Eine kurze Notiz zu einer besonderen Seminarsitzung.
Im laufenden Wintersemester 2009/2010 begleite ich als Tutor das Hauptseminar „Was kann ich wissen? Mediale Bedingungen und Grenzen des Wissens“ von Christina Schwalbe. Ausgehend von der ersten der vier kantischen Fragen werden Bedingungen der Möglichkeit von Wissen und Bildung unter besonderer Berücksichtigung aktueller Medien erörtert. Als theoretische Grundlage dient dabei der Entwurf einer strukturalen Medienbildung nach Winfried Marotzki undBenjamin Jörissen. Die Herausforderungen und Chancen rezenter Entwicklungen werden von den SeminarteilnehmerInnen in einem im neuen Jahr anschließenden Praxisteil durch eigene „Feld“forschungen analysiert.

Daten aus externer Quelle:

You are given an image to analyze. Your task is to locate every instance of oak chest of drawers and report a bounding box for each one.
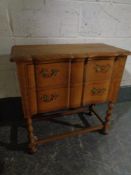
[11,44,130,152]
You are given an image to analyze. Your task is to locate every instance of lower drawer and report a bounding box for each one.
[83,81,110,105]
[37,88,68,113]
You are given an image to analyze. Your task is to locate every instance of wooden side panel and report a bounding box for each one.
[108,57,127,103]
[17,63,37,117]
[69,60,84,108]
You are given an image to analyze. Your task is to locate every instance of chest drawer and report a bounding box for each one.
[85,59,114,82]
[83,81,109,105]
[37,88,68,112]
[35,62,69,88]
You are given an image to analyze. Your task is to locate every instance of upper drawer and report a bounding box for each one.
[85,59,114,82]
[35,62,69,88]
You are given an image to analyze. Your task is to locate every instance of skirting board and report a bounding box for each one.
[0,86,131,121]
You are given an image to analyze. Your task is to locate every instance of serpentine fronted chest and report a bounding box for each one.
[11,44,131,152]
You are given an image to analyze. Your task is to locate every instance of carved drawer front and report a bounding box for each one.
[36,62,69,88]
[85,59,114,82]
[83,81,109,105]
[37,88,68,112]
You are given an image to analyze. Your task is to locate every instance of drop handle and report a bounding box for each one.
[40,94,58,102]
[95,64,111,73]
[40,68,59,78]
[91,87,106,95]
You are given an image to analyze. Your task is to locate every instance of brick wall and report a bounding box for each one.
[0,0,131,98]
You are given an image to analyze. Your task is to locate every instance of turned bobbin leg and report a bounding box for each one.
[88,104,93,116]
[103,102,113,134]
[26,117,37,153]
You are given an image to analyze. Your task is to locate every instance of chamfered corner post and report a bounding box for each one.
[103,102,113,134]
[26,116,37,153]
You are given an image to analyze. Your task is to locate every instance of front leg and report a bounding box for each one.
[26,117,37,153]
[103,102,113,134]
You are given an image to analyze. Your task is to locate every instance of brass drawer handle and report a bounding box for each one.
[91,88,106,95]
[40,68,59,78]
[40,94,58,102]
[95,64,111,73]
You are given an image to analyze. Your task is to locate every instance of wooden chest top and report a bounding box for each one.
[11,43,131,62]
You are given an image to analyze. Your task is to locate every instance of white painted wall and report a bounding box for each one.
[0,0,131,98]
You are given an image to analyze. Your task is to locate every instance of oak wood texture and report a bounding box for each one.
[11,44,131,152]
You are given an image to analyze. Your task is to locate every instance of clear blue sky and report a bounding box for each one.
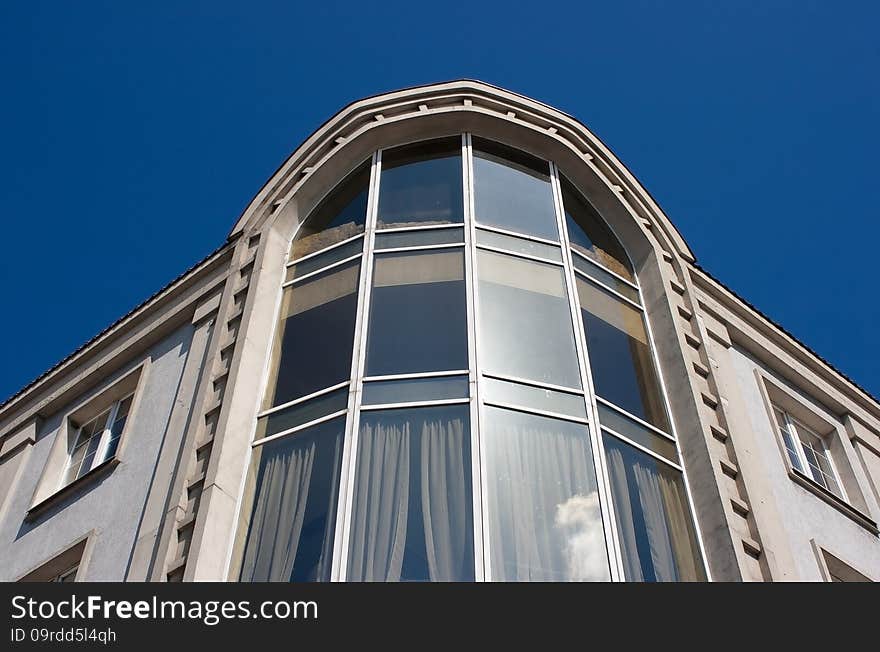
[0,0,880,399]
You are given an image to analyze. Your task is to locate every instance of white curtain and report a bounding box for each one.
[608,444,701,582]
[348,413,473,582]
[420,419,473,580]
[241,440,317,582]
[486,409,609,581]
[349,423,410,582]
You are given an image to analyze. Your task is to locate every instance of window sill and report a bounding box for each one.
[24,457,119,521]
[788,469,880,536]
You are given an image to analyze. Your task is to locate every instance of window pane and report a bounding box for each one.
[241,419,345,582]
[477,229,562,262]
[483,378,587,419]
[264,261,360,407]
[290,161,370,260]
[363,376,468,405]
[571,254,641,303]
[473,138,559,242]
[104,396,131,461]
[348,405,474,582]
[604,435,706,582]
[64,439,89,484]
[76,432,101,478]
[559,176,633,280]
[284,238,364,282]
[577,278,669,432]
[367,249,468,376]
[375,229,464,250]
[255,387,348,439]
[599,403,678,463]
[477,251,581,389]
[378,136,464,229]
[482,407,609,582]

Vor zwei Tagen war Benjamin Jörissen via Skype freundlicherweise für eine komplette Seminarsitzung unser Gast, so dass Verständnis– und vertiefende Fragen direkt an einen der beiden Buchautoren adressiert werden konnten. Es gab eine Reihe spannender Fragen und erhellender Antworten, die an dieser Stelle nicht weiter Thema sein müssen. Erwähnenswert halte ich vor allem zwei Punkte:
Für alle Beteiligten scheint diese ungewöhnliche Form einen Gewinn dargestellt zu haben. Nach Aussagen der TeilnehmerInnen des Seminars konnten theoretische Aspekte erhellt werden und hilfreiche Tipps für den bevorstehenden Praxisteil eingeholt werden (auch die Erkenntnis, dass „Struktur“ und „Sympathie“ keinen logischen Widerspruch darstellen, kann als Erkenntniszuwachs verbucht werden). Benjamin Jörissen hatte die Gelegenheit, mit Lesern seiner Einführung in einen direkten (Erfahrungs-) Austausch zu treten — und Christina und ich sind sehr glücklich über eine Rahmung, die eine resümmierende Diskussion des bisher Behandelten auf besondere Weise ermöglichte: Durch die (virtuelle) Anwesenheit eines der beiden Autoren entstand ein ungewöhnlich “authentischer” Diskussionskontext, der in dieser Form in universitären Seminaren sicher häufiger zu wünschen wäre (dafür nehme ich dann auch jederzeit gerne Witze über Bielefeld in Kauf…).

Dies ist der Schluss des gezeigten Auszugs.